E seu um louco tiver certo? Já imaginou se as ficções da mente de um louco for uma realidade? Sim, aquela estória faz sentido para louco- Essa é a verdade dele. E se por um acaso qualquer um louco for um intermediário entre uma realidade maior que não possamos compreender? Que nossa imaginação não possa alcançar. Já parou para pensar que os grandes gênios dessa nossa narração planetária foram tidos como loucos?
O que traz tanta certeza a você, leitor? Talvez seja mais fácil dizer que tudo isso é mentira e uma enorme bobagem. Essa é uma forma de fuga comum aos seres humanos. É mais saudável e feliz você olhar apenas para sua linha da vida e fazer de tudo para que ela seja preenchida. Mas se você morrer amanhã? E se o instante de nossa morte for esse instante? Dizem os franceses que a vida é feita de pequenas mortes. Nesses instantes é o que desejo chegar. E ainda sim matarei você quando chegar a ultima frase desse conto e sentirás porque te disse. Somente porque anunciei.
Um homem de fato ira morrer em você, meu leitor, e nascerá outra coisa que não terá o controle assim como Virginia e Natan. Diferente do jovem pintor promissor que tinha outra visão da praça. E não é a sua visão que importa e nem a verdade. Mas é o quadro cubista de todas as visões que contam essa estória.

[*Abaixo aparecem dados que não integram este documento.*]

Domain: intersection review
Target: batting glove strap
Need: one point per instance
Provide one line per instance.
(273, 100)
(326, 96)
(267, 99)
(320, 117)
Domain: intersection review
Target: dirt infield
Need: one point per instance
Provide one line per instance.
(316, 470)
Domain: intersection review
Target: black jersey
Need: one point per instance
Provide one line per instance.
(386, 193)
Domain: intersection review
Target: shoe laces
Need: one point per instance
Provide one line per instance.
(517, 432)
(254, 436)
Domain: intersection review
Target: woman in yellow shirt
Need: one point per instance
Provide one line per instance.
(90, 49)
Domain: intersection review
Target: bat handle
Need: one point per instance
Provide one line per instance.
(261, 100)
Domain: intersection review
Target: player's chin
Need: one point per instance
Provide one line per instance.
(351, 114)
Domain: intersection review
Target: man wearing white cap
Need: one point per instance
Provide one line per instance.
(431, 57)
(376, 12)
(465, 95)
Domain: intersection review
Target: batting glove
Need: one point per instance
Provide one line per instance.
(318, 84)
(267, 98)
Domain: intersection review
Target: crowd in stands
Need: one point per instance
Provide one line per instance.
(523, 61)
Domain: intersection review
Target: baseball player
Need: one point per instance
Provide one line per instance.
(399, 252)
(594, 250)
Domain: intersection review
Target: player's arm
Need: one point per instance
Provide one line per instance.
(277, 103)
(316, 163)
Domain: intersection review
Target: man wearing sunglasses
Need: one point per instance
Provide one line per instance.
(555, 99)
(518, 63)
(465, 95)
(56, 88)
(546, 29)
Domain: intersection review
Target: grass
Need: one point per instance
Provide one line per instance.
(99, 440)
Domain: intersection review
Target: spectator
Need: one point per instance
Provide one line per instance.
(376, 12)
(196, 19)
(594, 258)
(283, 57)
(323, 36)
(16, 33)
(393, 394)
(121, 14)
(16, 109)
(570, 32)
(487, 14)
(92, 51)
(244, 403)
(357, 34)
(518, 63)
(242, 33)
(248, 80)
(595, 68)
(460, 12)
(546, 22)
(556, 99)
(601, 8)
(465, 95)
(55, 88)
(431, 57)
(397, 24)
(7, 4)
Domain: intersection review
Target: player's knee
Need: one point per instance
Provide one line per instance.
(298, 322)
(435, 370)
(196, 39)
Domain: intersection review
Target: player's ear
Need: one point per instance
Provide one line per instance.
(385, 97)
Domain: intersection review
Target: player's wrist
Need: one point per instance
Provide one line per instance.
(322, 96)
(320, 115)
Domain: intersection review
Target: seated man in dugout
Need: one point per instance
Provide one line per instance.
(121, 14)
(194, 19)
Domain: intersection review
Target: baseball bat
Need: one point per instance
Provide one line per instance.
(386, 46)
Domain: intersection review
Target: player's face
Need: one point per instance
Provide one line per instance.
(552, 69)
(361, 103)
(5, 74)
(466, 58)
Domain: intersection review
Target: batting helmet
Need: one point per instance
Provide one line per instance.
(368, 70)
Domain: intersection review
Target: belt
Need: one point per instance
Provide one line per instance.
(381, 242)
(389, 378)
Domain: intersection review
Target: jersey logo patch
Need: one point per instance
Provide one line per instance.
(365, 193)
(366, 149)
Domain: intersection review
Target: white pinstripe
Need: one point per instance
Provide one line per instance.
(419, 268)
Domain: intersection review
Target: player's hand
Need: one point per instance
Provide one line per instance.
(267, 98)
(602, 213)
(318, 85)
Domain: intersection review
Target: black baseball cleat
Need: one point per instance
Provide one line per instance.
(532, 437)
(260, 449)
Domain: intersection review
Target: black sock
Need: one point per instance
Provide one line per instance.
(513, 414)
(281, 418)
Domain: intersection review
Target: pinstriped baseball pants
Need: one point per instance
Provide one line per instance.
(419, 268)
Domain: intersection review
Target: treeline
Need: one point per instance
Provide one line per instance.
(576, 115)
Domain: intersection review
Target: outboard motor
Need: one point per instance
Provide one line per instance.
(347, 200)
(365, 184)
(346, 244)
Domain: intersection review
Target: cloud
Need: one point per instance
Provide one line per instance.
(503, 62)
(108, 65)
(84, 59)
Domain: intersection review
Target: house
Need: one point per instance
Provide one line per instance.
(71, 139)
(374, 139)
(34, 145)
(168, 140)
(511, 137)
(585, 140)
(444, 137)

Contar uma estória sempre será saber mentir. Afinal, foi essa mentira que sustentou a humanidade inteira e sustentará. Quando de fato, a família tirou uma foto na praça matriz fez um recorte do real momento. Quando uma fofoca é alcançada por milhares de ouvidos e logo distorcida para alimentar corações perversos e sustentar uma fantasia é uma forma de manter o homem de pé. Você talvez, meu leitor, seja um adulto e reclama das crianças quando elas inventam um bicho-papão. Mas é normal, você também faz isso! Mentiras e crianças podem ser impertinentes mais elas são essências para que nossa maior ficção continue. Mas jamais se esqueça, caro leitor, que por mais que seja mentira sempre ouve primícias que a sustenta. Um dia numa praça matriz alguém faz um ato banal e os olhos e ouvidos construíram nossos pilares. Nosso tripé e sustância essencial para dizermos que somos algo, que temos um passado e sabemos para onde vamos. Pois buscamos essa certeza sempre. E se minha narração não passar de uma coisa de sua mente? Será que de fato entendeu minha mensagem que pretendia escrever no inicio do conto? Como chegar ao real? Será que essa palavra dá conta de todo significado que acarreta seu signo? Não meu caro, nunca chegaremos. Algo nos escapa das mãos. E essa possibilidade que faz a vida mais interessante e é esse caminho que me enche os pulmões de uma profunda graça. Essa alegria vagabunda que faz meu vaso cair ao chão e distribuir cacos. E tenho certeza que os deuses riem disso, talvez sejamos marionetes em suas mãos. De fato, a arte tenta imitar isso, mas ela também escorrega entre os dedos. Por mais que um autor morra e por mais que um narrador se ausente- É você, caro leitor, que levará os cacos disso. Mas logo me vem uma angustia- Como Dizer a mim mesmo que tudo isso que me aconteceu não passou de um mero sonho?